Citigroup Inc. and Bank of America Corp. tumbled to 13-year intraday lows Thursday before erasing some of those declines as gloomy economic reports exacerbated general market fears and investors contemplated changes to the Treasury's bailout plan.

Separately, Citigroup's board issued a statement signaling support for its chairman, Sir Win Bischoff, after reports surfaced about tension among the bank's directors.

Citigroup shares were recently down 6.4%, or 59 cents, to $9.05, after closing in the single digits for the first time in 12 years on Wednesday. Bank of America dropped 2.2%, or 38 cents, to $16.62 after having fallen as much as 13% earlier Thursday, and losing 9% the day before.

U.S. Treasury Secretary Henry Paulson on Wednesday signaled the department is gearing up to enter the second phase of its $700 billion bailout plan and that it's likely to scrap the original proposal to buy up troubled assets from the balance sheets of banks.

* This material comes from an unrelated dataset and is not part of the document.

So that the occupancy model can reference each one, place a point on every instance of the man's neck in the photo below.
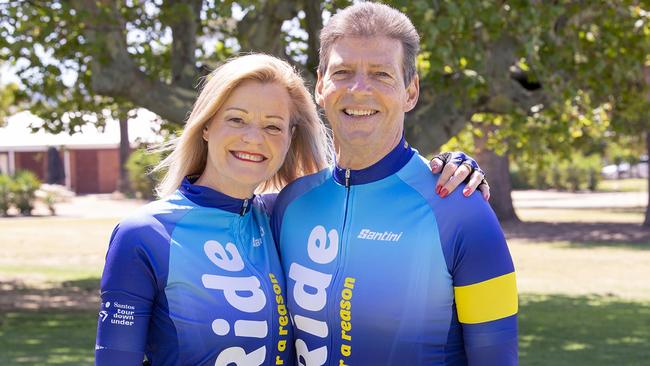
(361, 157)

Investors had been hoping that the Treasury's purchase of troubled assets would free large banks from their dead weight.

Citigroup spokeswoman Shannon Bell said Paulson's announcement wouldn't change their plans.

"The details of the TARP investment program were not fully finalized; as such we had no specific plans to utilize the program for asset purchases, and therefore the changes yesterday do not affect Citi," she said.

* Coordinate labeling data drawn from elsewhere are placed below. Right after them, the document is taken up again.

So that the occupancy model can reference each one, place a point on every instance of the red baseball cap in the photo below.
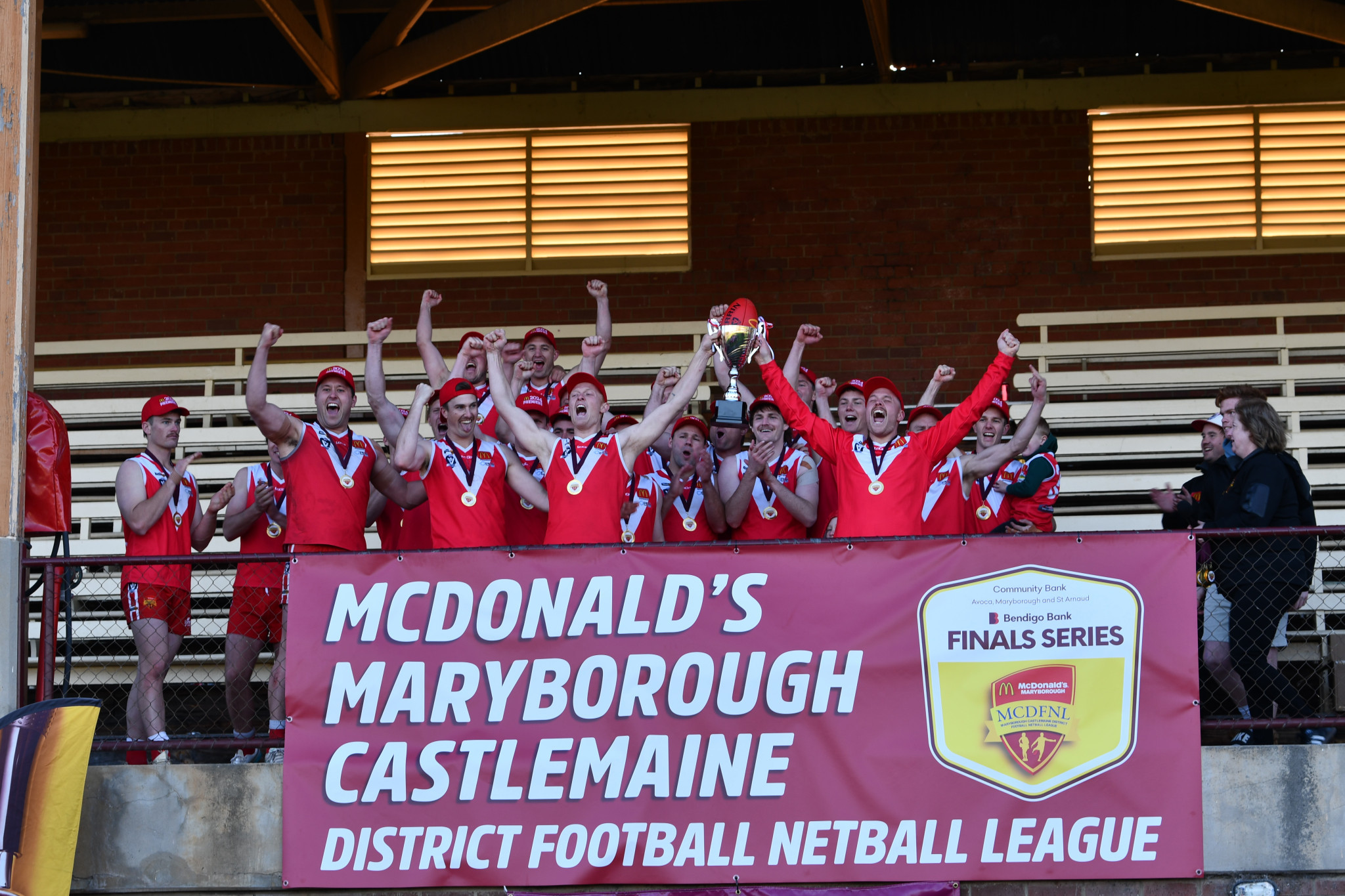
(340, 372)
(925, 409)
(693, 421)
(455, 387)
(583, 378)
(875, 383)
(160, 405)
(540, 331)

Bank of America couldn't be reached immediately for comment.

Meanwhile, Citigroup on Thursday signaled its continuing support for Bischoff in response to a Wall Street Journal report citing people familiar with the matter that indicated some board members were weighing Bischoff's removal.

"The Board of Directors of Citigroup Inc. today reiterated its full support for the company's chairman, Sir Win Bischoff, and said it looks forward to his continued leadership," Citi said in a statement. "This morning's Wall Street Journal report to the contrary is completely erroneous."

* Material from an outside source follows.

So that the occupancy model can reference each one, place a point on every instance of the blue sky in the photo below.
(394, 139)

The overall economy took another hit Thursday when weekly claims for state unemployment benefits rose much more than expected.

Initial claims for jobless benefits jumped 32,000 to a seasonally adjusted 516,000 in the week ended Nov. 8, the Labor Department said Thursday. That is the highest since Sept. 29, 2001. Economists surveyed by Dow Jones Newswires had expected claims to rise only 4,000.

Rising unemployment numbers could pressure loan delinquencies higher and broader recessionary figures could push more commercial loans into default.